The status of the sentinel lymph node in melanoma is an important prognostic factor. The clinical predictors and implications of false-negative (FN) biopsy remain debatable.
We compared patients with positive sentinel lymph node biopsy (SNB) [true positive (TP)] and negative SNB with and without regional recurrence [FN, true negative (TN)] from our prospective institutional database.

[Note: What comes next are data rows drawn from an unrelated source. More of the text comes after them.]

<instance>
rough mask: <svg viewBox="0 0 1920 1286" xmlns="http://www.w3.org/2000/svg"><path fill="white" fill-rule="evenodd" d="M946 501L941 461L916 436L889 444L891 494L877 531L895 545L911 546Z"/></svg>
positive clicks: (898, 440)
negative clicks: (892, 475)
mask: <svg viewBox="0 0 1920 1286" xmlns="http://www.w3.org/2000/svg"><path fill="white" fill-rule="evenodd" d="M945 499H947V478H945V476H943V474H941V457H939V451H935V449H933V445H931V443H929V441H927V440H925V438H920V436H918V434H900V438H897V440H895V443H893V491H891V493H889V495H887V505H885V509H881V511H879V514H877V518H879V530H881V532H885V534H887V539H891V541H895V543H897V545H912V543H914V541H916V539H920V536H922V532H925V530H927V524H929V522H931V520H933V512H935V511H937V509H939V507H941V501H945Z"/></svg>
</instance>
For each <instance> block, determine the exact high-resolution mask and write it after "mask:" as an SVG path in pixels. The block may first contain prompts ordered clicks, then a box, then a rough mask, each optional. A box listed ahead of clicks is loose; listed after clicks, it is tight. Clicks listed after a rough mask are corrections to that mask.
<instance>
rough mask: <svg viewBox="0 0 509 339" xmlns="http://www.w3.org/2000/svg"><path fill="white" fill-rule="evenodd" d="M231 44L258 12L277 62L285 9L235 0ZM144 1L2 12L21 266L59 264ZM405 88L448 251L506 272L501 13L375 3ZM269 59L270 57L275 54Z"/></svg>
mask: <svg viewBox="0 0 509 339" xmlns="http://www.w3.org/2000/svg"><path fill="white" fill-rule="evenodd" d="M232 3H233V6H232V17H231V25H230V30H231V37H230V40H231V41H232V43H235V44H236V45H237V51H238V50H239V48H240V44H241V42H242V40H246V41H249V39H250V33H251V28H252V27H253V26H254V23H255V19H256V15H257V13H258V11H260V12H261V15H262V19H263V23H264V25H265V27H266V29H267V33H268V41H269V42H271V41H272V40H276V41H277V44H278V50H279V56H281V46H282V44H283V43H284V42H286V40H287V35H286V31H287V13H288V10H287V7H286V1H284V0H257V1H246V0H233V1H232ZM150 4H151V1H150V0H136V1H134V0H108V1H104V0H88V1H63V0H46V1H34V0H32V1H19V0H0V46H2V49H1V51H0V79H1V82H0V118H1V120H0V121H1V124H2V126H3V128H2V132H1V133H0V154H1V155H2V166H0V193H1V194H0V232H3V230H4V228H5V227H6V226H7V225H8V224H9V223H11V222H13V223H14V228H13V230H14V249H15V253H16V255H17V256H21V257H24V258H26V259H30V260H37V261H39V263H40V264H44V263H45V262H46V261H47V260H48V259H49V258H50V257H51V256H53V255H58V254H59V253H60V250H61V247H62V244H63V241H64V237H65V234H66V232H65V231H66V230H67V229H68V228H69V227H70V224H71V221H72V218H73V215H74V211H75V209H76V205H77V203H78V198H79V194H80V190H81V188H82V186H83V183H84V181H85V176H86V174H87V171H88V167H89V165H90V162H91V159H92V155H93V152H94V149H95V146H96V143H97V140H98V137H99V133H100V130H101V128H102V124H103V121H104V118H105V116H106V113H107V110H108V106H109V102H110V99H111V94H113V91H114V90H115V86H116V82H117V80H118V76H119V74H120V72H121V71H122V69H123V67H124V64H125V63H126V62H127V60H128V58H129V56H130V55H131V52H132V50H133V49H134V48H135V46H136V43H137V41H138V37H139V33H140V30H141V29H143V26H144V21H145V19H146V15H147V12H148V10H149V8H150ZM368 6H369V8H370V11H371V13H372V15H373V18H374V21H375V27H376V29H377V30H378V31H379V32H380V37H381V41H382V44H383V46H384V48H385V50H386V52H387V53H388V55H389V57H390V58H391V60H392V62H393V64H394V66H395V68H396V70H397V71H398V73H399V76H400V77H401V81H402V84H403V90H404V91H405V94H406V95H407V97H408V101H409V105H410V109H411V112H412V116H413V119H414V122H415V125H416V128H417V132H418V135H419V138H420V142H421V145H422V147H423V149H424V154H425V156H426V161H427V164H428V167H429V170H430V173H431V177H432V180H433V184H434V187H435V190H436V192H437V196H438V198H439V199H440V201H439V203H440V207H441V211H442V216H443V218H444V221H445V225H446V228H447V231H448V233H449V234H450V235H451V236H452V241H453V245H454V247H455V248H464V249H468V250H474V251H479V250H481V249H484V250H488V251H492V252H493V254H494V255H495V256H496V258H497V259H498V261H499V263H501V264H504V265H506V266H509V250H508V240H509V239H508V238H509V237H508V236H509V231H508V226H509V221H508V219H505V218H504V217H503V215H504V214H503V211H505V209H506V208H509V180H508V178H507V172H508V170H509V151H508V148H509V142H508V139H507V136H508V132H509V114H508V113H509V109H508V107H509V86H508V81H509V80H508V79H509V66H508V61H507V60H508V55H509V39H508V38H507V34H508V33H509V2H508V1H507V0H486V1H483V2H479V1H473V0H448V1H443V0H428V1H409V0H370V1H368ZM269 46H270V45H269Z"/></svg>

Among 2986 patients (84 FN, 494 TP, and 2408 TN; median follow-up 93 months), the incidence of FN-SNB was 2.8 %. While calculated FN rate was 14.5 % [84 FN/(494 TP + 84 FN) × 100], when we accounted for local/in-transit recurrence (LITR) this rate was 8.5 % [46 FN/(494 TP + 46 FN) × 100 %]. On multivariate analysis, male gender (OR 2.0, 95 % CI 1.1-3.6, p = 0.018), head/neck primaries (OR 2.5, 95 % CI 1.3-4.8, p < 0.006), and LITR (OR 3.5, 95 % CI 2.1-5.8, p < 0.001) were associated with FN-SNB. Melanoma-specific survival (MSS) for the FN group was similar to the TP group at 5 years (68 vs. 73 %, p = 0.539). However, MSS declined more for the FN group with a longer follow up and was significantly worse at 10 years (44 vs. 64 %, p < 0.001). On multivariate analysis, FN-SNB was a significant predictor of worse MSS in melanomas <4 mm in Breslow thickness (HR 1.6; 95 % CI 1.1-2.5, p = 0.021).
Male gender, LITR, and head and neck tumors were associated with FN-SNB. FN-SNB was an independent predictor of worse MSS in melanomas <4 mm in thickness, but this survival difference did not become apparent until after 5 years of follow-up.